Vitamin D Part Two
Hello people… hope everyone had a great weekend! This week, I’m going to finish up our discussion on the big D… vitamin D! Last week, we talked about how it’s not actually a vitamin, it’s really a hormone. And unlike most vitamins, it can be synthesized in the body, provided there’s sufficient skin exposure to the sun- it doesn’t take much- maybe 10 minutes two or three times a week. If you spend all your time inside, have very dark skin, or constantly wear high spf sunscreen, you may need to take a vitamin D supplement. Maintaining adequate vitamin D is essential for many basic processes, far beyond the bones and teeth. Vitamin D helps the immune, muscle, and nervous systems function properly, and a surprising percentage of the population are chronically low. Last week, I mentioned that the elderly population are especially at risk of severe D-ficiency, and this increases the risk of several brain-related disorders. Vitamin D alters cholinergic, dopaminergic, and noradrenergic neurotransmitters systems, and abnormalities in these neurotransmitters have been implicated in various neuropsych diseases and disorders, such as schizophrenia, depression, Parkinson’s disease, dementia/ Alzheimer’s disease, and multiple sclerosis, MS. This week, I’ll finish discussing what researchers know about vitamin D deficiency and these disorders thus far.
A 2014 study found that moderate and severe vitamin D deficiency in older adults was associated with increased risk for some forms of dementia, including Alzheimer’s disease. Dementia involves a decline in thinking, behavior, and memory that negatively affects daily life. Alzheimer’s disease is a neurodegenerative disorder and the most common form of dementia, accounting for as many as 80 percent of dementia cases. When compared with people who had normal vitamin D levels, the study found that people with low levels of vitamin D had a 53 percent increased risk of developing all-cause dementia, while those who were severely deficient had a 125 percent increased risk. In addition, people who had lower levels of vitamin D were about 70 percent more likely to develop Alzheimer’s disease specifically, and those who were severely deficient were over 120 percent more likely to develop it. These findings may seem alarming, especially considering the devastating toll that dementia can have on patients and their families, but don’t panic- this was an observational study, meaning it cannot prove a direct cause-and-effect relationship between vitamin D deficiency and dementia and Alzheimer’s. You have to consider that the risk of both Alzheimer’s and dementia already increase with advancing age, and vitamin D deficiency increases with advancing age, so you have to wonder if the relationship is incidental, or if there’s a causal mechanism at play. Researchers are trying to tease out the findings to answer that. Nonetheless, the theory is that the “sunshine vitamin” might help literally clear the patient’s heads- the vitamin D may protect against dementia by helping to break down and sweep out the protein plaques commonly linked to dementia and Alzheimer’s disease. This would increase blood flow to the brain as well, which is a good thing.
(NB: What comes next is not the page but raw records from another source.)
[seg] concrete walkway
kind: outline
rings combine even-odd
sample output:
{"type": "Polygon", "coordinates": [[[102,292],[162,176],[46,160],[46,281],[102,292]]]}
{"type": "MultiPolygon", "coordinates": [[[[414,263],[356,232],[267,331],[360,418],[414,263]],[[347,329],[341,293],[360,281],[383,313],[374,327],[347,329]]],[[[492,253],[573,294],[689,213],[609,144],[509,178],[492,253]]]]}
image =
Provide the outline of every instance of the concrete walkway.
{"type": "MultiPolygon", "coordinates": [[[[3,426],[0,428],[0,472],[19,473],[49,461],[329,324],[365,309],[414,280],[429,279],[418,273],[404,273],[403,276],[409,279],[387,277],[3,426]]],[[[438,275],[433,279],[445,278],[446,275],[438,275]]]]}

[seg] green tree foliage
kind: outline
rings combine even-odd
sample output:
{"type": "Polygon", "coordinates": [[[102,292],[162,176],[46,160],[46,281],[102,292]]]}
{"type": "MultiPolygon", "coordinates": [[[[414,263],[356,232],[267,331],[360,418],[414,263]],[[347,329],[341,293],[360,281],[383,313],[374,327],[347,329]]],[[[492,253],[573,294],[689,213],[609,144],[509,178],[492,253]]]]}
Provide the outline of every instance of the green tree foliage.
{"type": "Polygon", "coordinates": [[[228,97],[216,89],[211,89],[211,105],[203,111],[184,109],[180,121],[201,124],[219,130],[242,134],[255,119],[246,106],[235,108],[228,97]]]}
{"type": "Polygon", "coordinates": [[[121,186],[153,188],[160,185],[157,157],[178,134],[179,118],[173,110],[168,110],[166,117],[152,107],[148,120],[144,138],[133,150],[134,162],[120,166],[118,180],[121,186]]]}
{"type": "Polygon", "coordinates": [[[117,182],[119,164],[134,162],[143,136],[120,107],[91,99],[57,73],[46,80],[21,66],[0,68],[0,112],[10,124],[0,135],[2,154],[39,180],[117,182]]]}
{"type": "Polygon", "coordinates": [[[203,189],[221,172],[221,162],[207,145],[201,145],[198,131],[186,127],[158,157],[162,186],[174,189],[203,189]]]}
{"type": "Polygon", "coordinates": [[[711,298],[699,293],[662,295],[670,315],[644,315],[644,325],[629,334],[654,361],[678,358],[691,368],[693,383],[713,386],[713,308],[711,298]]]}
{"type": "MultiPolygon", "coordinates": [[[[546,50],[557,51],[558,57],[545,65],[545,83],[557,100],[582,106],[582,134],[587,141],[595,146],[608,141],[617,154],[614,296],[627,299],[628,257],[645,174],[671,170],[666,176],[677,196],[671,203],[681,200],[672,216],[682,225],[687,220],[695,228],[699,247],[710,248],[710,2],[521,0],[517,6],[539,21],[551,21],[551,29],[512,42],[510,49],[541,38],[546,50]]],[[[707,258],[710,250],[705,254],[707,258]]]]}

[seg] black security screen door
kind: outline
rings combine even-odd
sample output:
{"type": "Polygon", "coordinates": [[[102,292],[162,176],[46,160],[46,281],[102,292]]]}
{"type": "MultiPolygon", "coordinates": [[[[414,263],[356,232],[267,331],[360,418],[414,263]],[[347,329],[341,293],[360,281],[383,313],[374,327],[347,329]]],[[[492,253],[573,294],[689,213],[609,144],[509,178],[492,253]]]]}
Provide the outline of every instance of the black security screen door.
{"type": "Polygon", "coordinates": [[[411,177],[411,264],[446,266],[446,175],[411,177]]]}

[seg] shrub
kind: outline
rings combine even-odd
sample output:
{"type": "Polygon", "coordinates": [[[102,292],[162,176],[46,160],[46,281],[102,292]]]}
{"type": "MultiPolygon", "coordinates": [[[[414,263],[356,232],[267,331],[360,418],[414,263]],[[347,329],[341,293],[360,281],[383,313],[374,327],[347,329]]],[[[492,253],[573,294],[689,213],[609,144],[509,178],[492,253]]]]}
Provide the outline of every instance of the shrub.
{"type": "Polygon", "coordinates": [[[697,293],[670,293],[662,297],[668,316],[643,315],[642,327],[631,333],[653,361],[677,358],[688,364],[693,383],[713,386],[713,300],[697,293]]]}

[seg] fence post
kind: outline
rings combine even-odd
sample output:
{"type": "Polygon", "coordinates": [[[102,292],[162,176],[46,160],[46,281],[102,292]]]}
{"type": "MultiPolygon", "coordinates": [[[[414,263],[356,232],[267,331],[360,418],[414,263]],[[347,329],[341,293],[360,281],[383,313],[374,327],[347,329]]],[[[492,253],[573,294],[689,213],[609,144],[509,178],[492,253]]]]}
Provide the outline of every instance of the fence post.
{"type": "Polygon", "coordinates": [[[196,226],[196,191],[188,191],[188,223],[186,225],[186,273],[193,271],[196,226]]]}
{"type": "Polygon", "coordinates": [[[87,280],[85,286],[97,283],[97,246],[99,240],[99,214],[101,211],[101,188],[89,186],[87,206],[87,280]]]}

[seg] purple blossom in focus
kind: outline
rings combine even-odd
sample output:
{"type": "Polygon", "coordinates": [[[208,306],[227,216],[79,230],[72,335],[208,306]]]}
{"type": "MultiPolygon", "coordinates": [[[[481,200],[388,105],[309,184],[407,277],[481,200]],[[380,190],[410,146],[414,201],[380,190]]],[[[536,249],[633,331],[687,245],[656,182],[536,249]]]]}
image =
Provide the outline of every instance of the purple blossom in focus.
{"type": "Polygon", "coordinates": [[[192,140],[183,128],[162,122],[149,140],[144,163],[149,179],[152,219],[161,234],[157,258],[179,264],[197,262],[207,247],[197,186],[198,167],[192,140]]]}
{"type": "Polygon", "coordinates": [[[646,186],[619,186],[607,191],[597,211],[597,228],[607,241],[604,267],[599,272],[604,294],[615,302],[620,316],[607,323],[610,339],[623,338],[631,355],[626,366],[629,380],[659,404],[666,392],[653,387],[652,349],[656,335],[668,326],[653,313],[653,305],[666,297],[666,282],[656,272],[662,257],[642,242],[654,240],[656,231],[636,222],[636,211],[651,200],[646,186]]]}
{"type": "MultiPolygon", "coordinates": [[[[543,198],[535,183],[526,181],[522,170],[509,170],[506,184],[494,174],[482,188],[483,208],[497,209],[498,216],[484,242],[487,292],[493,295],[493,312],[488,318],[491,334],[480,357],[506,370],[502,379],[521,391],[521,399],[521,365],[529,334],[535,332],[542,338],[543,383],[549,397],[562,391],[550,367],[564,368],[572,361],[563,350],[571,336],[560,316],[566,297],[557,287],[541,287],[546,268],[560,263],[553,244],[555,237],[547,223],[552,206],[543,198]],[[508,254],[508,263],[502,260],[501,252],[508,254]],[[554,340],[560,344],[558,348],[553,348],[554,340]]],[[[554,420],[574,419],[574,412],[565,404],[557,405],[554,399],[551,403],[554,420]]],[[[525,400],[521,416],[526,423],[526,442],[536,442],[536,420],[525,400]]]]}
Vitamin D receptors are present throughout the central nervous system, and research has shown that maintaining adequate levels of vitamin D can have a neuroprotective effect. When a person has multiple sclerosis, MS, the immune system attacks the myelin coating that protects the nerve cells, damaging them and affecting transmission of signals. But studies show that vitamin D may lower the risk of developing MS. A number of studies have shown that people who get more sun exposure and vitamin D in their diet have a lower risk of MS, so vitamin D levels are considered to be an important modifiable environmental risk factor for development of the disease. For people who already have MS, some studies suggest that vitamin D may offer some benefits- it may lessen the frequency and severity of their symptoms, which improves quality of life, and lengthens the time it takes to progress from relapsing-remitting multiple sclerosis to the secondary-progressive phase. At this point, the evidence isn’t conclusive, more research is needed, but the connection between vitamin D and MS is strengthened by the association between sunlight and the risk of MS. Studies have shown that the farther away from the equator a person lives, the higher the risk of MS. This suggests that exposure to sunlight may offer protection from MS. Therefore, researchers theorized the link to vitamin D and set out to explain it.
A team of Harvard researchers conducted a study and reported that women who ingested more vitamin D from food (approximately 700 IU/day) had a 41 percent lower risk of MS as compared to women with lower intakes; those who took vitamin D supplements (400 IU/day or more) had a 33 percent reduced risk of developing the disease, as compared to those who did not. In another Harvard study, researchers discovered that some people, specifically caucasians whose blood levels of vitamin D were above 40 ng/mL (meaning levels were sufficient) had a 62 percent lower risk of developing MS. More recently, researchers have linked higher blood levels of vitamin D with reduced risk of relapse, less active lesions on MRI, and possible neuroprotective effects. Although it’s not clear what role vitamin D plays in MS, hypotheses involve its impact on the immune system, and question potentially faulty vitamin D receptors in people with MS.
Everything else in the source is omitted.